Posted: Wed Apr 27, 2022 7:51 am
by Tunneller

Hi, as the rotational correlation slows, I can imagine that a "theoretical" solution of slow-motion should ultimately match the powdered solution. I can also imagine that in practice running chilli with crazy slow rotation could result in numerical errors. I'm looking at vanadyl in a very thick gooey oil.

Chilli with logtcorr = -8 looks close enough to my spectrum that I could imagine doing a numerical fit for g,A, etc. Same is true for pepper (?!) Both simulations are overlaid in the attached g = [1.9860 1.9650], A = [157 480].

Image

But if I run chilli with yet slower rotation, then the results start diverging wildly. At logtcorr = -1 I get a warning message from chilli and an erroneous looking spectrum. At logtcorr = -4 then I dont get a warning but the computation looks equally bad.
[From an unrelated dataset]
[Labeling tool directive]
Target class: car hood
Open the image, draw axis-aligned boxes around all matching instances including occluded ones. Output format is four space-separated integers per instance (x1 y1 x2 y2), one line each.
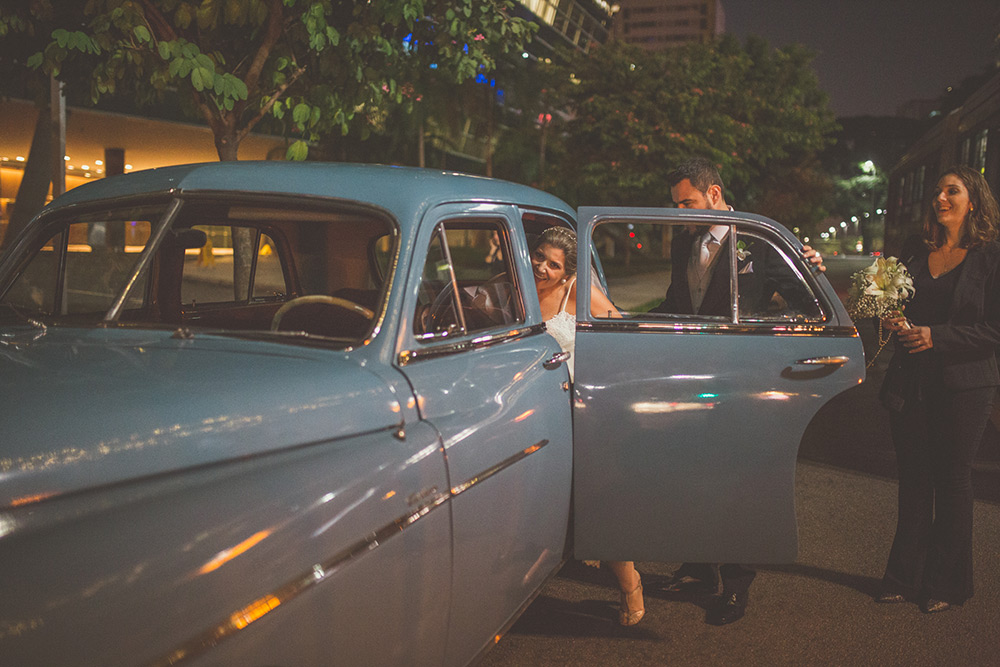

Is there a rule of thumb for a "lowest recomended" value of logtcorr after which one should switch to pepper??

Thanks,
[Edit: I guess I mean a "highest recomended" value.]


Re: When to switch from Chilli to Pepper

Posted: Thu Jun 09, 2022 3:18 am
by Stefan Stoll

With chili, you should in principle be able to approach the rigid limit by slowing down the rotational correlation time. However, to get converged spectra, it is important to increase the orientational basis size via increasing the values in Opt.LLMK.